Una sera, quando la ragazza si trova a una festa di coetanei, la coppia di coniugi apre le porte a dei fittizi agenti di polizia che, sin da subito, si rivelano essere in realtà dei violenti rapinatori, intenzionati a mettere le mani sulle preziose gemme possedute dall'uomo.
In Trespass, il nostro protagonista - nonostante le minacce - sembra restio ad aprire la cassaforte dove sono contenuti i gioielli e ben presto il motivo è chiaro a tutti. Miller ha infatti ingannato chiunque, la sua famiglia in primis, e si trova in realtà pieno di debiti.
Ha luogo così una tesa situazione di stallo nella quale si inserisce anche Avery, di ritorno dal party. Durante le accese discussioni tra ostaggi e criminali, molti segreti non detti verranno a galla.

Segreti e bugie

Uscito a solo un anno di distanza dallo spagnolo Kidnapped (2010), il film diretto da Joel Schumacher ne pare la copia sbiadita, non basta neppure un cast di grandi nomi a risollevare la spartana ed elementare messa in scena.
Trespass è un thriller che esaspera la tensione, fisica e morale, oltre il limite consentito, non tanto nell'estremizzare la violenza di genere, bensì nel reiterare situazioni fotocopia in serie: dopo il breve prologo, atto a introdurci nel background della famiglia presa in ostaggio, la narrazione si concentra infatti su un alternarsi di situazioni di stallo in cui ha luogo un estenuante gioco "del gatto e del topo" tra vittime e rapinatori, via via tendente a soluzioni sempre più improbabili e a un prevedibile epilogo.
E così tra stanze protette da password, telecamere di videosorveglianza nascoste ovunque e sistemi d'allarme, la lotta tra i due nuclei di personaggi si risolve in violente colluttazioni e in accese discussioni sullo spingersi o meno oltre un certo limite, con tanto di segreto collegamento tra due figure delle opposte barricate raccontato attraverso una manciata di brevi flashback.
Lo sporco va lavato in privato, sembra voler dire lo sceneggiatore Karl Gajdusek, la cui penna partorisce risvolti inverosimili nei quali il parterre attoriale fa di tutto per lasciare il segno: se Nicolas Cage si cala senza troppa convinzione in un ruolo alquanto infelice, Nicole Kidman e soprattutto Cam Gigandet tentano di sfumare delle figure ad alto rischio overacting, riuscendo nell'impresa solo in parte.
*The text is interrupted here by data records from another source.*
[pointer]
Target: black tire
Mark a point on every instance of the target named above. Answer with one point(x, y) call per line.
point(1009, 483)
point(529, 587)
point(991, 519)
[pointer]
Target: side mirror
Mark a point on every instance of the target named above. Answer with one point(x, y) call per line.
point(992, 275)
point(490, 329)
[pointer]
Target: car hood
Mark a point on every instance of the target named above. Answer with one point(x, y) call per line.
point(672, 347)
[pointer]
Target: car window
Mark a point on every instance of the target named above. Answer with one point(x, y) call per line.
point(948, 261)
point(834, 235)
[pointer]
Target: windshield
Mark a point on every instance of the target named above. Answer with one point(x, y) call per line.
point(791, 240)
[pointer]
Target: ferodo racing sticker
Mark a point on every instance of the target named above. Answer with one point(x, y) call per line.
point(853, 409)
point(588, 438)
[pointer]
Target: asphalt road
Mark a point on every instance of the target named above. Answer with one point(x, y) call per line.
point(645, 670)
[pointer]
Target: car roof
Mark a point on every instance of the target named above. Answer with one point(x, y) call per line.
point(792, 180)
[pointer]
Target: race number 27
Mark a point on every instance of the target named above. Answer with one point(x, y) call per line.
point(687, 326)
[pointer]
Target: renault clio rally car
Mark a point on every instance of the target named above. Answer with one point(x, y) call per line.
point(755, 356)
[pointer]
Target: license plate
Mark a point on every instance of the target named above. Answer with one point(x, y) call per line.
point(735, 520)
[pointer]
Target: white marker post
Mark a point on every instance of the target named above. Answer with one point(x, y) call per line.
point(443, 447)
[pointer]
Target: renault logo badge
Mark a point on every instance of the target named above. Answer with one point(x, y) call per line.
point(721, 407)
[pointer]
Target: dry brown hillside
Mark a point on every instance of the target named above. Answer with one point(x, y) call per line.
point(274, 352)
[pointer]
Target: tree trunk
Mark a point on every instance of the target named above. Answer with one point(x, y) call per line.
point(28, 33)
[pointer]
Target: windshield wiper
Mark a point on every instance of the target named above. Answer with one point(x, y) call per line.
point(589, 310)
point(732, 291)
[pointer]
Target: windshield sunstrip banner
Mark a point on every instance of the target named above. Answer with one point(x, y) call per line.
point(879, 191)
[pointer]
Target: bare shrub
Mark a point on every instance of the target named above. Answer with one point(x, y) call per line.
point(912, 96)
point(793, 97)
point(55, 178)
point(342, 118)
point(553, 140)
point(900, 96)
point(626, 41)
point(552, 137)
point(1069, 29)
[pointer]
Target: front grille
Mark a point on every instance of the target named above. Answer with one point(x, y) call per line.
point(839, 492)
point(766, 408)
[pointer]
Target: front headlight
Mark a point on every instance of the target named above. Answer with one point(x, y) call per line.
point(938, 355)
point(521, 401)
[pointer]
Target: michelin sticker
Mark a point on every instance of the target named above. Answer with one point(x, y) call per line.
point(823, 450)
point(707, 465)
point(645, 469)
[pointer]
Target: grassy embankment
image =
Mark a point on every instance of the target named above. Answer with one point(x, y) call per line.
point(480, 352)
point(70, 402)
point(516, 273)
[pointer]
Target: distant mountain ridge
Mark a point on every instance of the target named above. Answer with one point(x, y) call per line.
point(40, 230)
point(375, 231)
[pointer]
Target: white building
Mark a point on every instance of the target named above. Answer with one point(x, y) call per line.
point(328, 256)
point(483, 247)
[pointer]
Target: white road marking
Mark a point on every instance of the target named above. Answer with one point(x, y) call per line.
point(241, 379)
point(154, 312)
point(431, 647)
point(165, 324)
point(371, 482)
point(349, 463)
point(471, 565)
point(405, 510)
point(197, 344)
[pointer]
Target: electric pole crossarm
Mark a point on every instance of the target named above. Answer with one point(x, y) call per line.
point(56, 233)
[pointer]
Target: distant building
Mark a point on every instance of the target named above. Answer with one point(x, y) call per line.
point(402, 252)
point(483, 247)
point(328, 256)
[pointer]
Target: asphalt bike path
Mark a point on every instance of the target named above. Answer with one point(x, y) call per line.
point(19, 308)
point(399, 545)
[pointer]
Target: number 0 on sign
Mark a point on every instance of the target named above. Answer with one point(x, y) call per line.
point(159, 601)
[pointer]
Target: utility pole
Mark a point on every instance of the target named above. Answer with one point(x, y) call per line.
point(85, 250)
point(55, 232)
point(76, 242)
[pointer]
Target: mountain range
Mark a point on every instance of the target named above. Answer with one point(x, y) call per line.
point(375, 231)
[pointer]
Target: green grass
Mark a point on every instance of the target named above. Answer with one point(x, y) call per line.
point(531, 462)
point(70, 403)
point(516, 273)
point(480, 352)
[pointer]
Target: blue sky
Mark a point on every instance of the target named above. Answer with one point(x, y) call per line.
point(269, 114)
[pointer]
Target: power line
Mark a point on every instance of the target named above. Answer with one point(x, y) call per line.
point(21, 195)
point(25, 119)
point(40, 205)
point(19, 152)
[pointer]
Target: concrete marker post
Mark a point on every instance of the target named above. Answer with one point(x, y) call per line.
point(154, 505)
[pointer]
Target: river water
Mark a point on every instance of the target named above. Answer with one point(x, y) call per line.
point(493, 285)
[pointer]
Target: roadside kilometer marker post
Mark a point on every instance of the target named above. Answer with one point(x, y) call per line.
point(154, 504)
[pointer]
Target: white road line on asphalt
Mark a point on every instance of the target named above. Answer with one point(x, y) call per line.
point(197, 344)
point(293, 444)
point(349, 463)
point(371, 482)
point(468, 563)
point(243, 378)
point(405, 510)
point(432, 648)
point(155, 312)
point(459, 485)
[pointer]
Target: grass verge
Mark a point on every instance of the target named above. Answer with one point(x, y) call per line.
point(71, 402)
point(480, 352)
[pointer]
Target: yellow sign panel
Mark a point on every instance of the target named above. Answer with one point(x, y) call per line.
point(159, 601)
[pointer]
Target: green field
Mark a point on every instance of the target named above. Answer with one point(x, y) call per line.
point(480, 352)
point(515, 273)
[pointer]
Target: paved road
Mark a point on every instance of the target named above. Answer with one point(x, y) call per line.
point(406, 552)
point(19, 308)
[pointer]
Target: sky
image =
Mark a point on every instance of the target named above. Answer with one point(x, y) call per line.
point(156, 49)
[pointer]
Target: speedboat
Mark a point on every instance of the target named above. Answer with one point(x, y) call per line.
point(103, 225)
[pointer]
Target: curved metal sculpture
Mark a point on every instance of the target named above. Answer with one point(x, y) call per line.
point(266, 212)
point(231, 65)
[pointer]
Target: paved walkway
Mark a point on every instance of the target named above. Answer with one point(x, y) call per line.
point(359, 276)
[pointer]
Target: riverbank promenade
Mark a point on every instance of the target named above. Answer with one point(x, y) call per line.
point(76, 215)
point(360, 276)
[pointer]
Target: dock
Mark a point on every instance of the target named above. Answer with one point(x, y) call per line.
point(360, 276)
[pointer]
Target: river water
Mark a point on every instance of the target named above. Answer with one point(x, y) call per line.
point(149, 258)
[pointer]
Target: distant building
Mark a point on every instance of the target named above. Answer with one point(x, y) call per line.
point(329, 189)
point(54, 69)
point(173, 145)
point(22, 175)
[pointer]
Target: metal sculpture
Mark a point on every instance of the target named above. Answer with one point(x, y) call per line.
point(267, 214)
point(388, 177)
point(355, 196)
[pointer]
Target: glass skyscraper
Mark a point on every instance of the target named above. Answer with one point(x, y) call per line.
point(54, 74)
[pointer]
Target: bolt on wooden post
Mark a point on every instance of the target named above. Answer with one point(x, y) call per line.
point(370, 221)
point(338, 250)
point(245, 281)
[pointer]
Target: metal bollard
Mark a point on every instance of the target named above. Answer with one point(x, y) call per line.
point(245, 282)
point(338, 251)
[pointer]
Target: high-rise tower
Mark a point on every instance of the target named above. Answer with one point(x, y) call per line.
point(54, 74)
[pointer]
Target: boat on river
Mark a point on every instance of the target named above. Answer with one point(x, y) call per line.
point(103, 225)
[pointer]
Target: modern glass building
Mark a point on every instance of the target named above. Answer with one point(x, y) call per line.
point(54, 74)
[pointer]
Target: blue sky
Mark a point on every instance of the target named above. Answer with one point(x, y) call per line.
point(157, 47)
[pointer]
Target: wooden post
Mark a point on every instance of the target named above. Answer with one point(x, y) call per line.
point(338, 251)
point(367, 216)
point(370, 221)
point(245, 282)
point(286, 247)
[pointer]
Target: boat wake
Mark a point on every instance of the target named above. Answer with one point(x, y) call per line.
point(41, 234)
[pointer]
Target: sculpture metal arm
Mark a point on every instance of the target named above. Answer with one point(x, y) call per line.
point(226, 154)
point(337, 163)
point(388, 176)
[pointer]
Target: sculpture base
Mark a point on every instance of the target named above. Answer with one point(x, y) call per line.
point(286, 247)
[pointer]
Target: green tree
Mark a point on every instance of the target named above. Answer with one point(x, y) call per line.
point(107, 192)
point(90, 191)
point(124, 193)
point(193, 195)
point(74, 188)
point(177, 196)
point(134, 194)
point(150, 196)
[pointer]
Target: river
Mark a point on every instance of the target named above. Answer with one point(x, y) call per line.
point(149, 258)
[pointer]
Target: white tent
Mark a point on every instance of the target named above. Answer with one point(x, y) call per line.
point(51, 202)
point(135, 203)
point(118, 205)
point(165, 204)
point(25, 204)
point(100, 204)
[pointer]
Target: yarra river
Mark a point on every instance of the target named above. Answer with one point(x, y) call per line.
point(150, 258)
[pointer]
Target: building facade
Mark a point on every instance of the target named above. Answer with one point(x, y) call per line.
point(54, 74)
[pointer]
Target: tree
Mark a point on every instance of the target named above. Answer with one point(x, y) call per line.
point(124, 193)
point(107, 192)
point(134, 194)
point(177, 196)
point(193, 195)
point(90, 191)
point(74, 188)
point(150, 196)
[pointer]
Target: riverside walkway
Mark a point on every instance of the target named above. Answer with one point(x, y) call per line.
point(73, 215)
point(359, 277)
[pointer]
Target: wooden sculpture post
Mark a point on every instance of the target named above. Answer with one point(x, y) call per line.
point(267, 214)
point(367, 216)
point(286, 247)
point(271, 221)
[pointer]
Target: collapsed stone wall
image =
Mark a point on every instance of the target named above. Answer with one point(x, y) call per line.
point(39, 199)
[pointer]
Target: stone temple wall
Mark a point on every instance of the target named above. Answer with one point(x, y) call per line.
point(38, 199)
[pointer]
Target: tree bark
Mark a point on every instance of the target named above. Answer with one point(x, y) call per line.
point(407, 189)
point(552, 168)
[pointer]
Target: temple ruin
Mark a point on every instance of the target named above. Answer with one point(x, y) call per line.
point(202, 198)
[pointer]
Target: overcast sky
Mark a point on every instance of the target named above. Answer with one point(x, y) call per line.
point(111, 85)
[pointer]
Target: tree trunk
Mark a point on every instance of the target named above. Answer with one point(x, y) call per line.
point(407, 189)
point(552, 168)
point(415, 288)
Trespass Una sola ambientazione e due gruppi di personaggi, ostaggi e rapinatori, alle prese con un forsennato tira e molla tra situazioni di stallo e segreti familiari che vengono alla luce: Trespass è un film troppo urlato e improbabile per risultare realmente avvincente. La confusa regia di Joel Schumacher, che fa pari con l'altrettanto caotica sceneggiatura, affossa anche le volenterose performance del cast, capitanato da un Nicolas Cage col pilota automatico e da una più impegnata Nicole Kidman. Il film andrà in onda stasera, martedì 3 luglio, alle 21.15 su RAI4.